Aufhänger der Untersuchung war die Verbreitung von Kunststoff in der Umwelt. Drei Jahre lang wurde untersucht, woher das Mikroplastik stammt, das zunehmend Flüsse, Seen und Ozeane verschmutzt. Das Problem ist gravierend: Die kaum zerstörbaren, bis zu fünf Millimeter großen Plastikteilchen reichern sich in Fischen an und gelangen in die menschliche Nahrungskette. Und hierbei stehen „Kunstrasenplätze Fußball“ unter 74 potenziell relevanten Quellen für „primäres Mikroplastik“ auf Platz fünf.

Dabei konzentrierten sich die Forscher allein auf das Gummigranulat, das als Stützmasse für die künstlichen Halme dient und den früher verwendeten Sand ersetzt hat. Hier liegt das Problem: Die Gummikörner bleiben an Sportkleidung und Schuhen haften oder werden vom Wind weggeblasen, so dass ein stetiger Granulatschwund herrscht.

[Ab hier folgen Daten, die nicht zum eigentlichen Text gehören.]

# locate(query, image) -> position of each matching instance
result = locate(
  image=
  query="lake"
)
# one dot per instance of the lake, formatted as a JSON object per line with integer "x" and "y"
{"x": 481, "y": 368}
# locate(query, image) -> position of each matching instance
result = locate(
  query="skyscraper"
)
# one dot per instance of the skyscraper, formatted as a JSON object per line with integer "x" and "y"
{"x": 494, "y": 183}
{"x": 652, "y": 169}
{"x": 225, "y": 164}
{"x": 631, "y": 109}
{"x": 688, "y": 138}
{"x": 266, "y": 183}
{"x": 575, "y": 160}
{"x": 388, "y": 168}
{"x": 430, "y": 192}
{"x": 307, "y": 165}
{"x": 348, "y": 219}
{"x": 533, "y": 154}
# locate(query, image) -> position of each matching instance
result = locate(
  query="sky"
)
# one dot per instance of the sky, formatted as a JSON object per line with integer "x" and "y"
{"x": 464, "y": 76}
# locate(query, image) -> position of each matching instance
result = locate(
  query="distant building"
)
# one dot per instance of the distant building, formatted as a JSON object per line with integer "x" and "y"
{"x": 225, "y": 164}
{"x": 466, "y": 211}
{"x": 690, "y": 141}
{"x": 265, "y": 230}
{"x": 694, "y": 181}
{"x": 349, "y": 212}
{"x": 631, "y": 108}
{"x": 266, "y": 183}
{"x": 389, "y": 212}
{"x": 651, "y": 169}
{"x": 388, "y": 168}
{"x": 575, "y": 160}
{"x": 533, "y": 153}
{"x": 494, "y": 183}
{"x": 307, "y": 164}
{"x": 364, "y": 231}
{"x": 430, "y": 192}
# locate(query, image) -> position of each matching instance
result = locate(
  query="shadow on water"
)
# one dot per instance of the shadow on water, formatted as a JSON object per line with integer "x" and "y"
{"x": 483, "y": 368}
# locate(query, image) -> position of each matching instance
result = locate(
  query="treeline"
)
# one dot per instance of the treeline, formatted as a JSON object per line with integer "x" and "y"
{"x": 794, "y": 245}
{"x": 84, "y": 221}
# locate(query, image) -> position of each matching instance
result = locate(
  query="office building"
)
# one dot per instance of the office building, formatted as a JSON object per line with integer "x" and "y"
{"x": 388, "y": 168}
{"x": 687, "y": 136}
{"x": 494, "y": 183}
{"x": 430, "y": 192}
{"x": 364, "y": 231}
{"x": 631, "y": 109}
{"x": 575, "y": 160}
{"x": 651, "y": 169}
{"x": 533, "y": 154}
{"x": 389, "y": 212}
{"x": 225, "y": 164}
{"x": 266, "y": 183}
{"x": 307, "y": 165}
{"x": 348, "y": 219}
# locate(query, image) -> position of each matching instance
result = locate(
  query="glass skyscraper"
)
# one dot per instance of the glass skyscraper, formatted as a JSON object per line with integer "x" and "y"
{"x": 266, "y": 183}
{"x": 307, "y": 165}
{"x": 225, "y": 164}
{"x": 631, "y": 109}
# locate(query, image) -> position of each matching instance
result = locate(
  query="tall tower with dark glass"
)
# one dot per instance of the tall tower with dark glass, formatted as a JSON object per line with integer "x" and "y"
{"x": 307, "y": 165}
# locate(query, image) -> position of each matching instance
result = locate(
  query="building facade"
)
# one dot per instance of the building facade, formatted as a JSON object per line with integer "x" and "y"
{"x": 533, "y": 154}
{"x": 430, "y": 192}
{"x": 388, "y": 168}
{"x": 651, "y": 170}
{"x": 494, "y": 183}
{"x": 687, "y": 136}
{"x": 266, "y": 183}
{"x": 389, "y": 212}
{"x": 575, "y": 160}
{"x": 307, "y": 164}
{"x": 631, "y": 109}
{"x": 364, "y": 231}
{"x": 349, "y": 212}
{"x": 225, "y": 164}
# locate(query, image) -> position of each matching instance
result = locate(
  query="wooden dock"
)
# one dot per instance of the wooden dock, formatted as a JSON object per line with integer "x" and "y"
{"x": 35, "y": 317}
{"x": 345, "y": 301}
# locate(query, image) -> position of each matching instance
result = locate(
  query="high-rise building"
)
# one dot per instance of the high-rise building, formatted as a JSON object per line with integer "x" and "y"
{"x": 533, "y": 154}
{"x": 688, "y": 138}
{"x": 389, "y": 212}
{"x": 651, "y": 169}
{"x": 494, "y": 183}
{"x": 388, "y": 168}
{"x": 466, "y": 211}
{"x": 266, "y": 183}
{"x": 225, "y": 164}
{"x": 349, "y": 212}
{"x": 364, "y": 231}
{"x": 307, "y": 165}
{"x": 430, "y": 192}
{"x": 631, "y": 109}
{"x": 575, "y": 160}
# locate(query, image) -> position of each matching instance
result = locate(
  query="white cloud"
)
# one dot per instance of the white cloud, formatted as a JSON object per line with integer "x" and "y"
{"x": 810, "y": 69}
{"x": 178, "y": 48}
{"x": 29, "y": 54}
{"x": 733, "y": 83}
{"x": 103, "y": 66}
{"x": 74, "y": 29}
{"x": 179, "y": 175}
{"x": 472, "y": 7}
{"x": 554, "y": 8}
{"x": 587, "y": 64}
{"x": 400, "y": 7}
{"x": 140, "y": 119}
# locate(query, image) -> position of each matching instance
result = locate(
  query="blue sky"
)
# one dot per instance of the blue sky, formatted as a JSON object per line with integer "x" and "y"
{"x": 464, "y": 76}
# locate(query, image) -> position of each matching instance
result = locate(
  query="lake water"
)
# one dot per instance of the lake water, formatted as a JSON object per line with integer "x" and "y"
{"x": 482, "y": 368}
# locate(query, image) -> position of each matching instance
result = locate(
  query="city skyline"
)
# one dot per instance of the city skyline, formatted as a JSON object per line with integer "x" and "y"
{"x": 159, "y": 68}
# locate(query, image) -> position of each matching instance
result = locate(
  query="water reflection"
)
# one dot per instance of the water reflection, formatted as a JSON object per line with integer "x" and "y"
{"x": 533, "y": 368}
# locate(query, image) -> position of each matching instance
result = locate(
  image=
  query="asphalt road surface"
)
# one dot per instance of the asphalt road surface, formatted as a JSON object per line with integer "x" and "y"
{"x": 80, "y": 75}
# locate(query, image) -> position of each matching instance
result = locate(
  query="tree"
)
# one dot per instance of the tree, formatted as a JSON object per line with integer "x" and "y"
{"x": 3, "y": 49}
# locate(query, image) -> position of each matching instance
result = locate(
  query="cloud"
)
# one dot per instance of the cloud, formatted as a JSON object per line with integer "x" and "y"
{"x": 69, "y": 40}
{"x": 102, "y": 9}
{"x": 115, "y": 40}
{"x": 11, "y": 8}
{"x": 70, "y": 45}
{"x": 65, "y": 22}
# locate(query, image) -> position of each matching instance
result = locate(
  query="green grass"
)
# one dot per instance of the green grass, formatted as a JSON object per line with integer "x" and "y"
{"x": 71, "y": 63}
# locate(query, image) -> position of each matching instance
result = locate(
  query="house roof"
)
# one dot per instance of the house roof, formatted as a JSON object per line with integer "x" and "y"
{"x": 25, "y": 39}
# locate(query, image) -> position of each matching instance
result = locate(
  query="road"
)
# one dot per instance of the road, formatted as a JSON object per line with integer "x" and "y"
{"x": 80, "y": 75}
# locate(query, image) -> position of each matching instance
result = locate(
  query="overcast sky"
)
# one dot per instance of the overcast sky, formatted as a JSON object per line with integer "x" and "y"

Bis zu 8000 Tonnen Plastikteilchen gelangen nach diesen Erkenntnissen durch die Fußballplätze in die Umwelt.

Wie das Nachrichtenmagazin „Spiegel Online“ am 26. Oktober 2018 berichtete, sind die Polyethylen-Halme nicht weniger problematisch. Sie werden mit der Zeit kürzer oder reißen ab. Während ein Naturrasen bei guter Pflege unbegrenzt halten kann, muss der künstliche Belag nach zehn bis zwölf Jahren komplett erneuert werden. Offiziell ist eine fachgerechte Entsorgung vorgeschrieben, doch die ist teuer. Unter der Hand landet nach Recherchen von „Spiegel Online“ ein Großteil in Verbrennungsanlagen im europäischen Ausland. Die Erneuerung der Plätze stelle viele Vereine und kleinere Kommunen vor finanzielle Probleme.

„Unser Kunstrasen besteht aus Sand und Granulat. Der Sand ist in erster Linie zum Beschweren da. Zwei Mal im Jahr kommt eine Spezialfirma, die den Sand und das Granulat abträgt, reinigt und dann wieder aufbringt“, berichtet Thomas Schwer vom TuS Laer, wie gereinigt wird.

In Altenberge, beim dortigen TuS, wurde der obere Kunstrasenplatz, früher nur aus Sand bestehend, erst vor einem Jahr erneuert. „Wir haben uns den VfL Bochum als Vorbild genommen und uns im Vorfeld genau erkundigt. Es gibt nämlich große Unterschiede bei den Plätzen, was zum Beispiel die Belastung mit Pestiziden anbelangt“, hat sich der TuS Altenberge laut Eppi Hammer schlau gemacht und den genommen, der wenig belastet sein soll.

Es geht aber auch noch anders: So bestand der SC Viktoria Hamburg beim Bau seines Kunstrasens auf einer Sonderanfertigung. Die Halme im Stadtteil Eppendorf werden nicht mit Gummigranulat, sondern mit natürlichem Kork stabilisiert.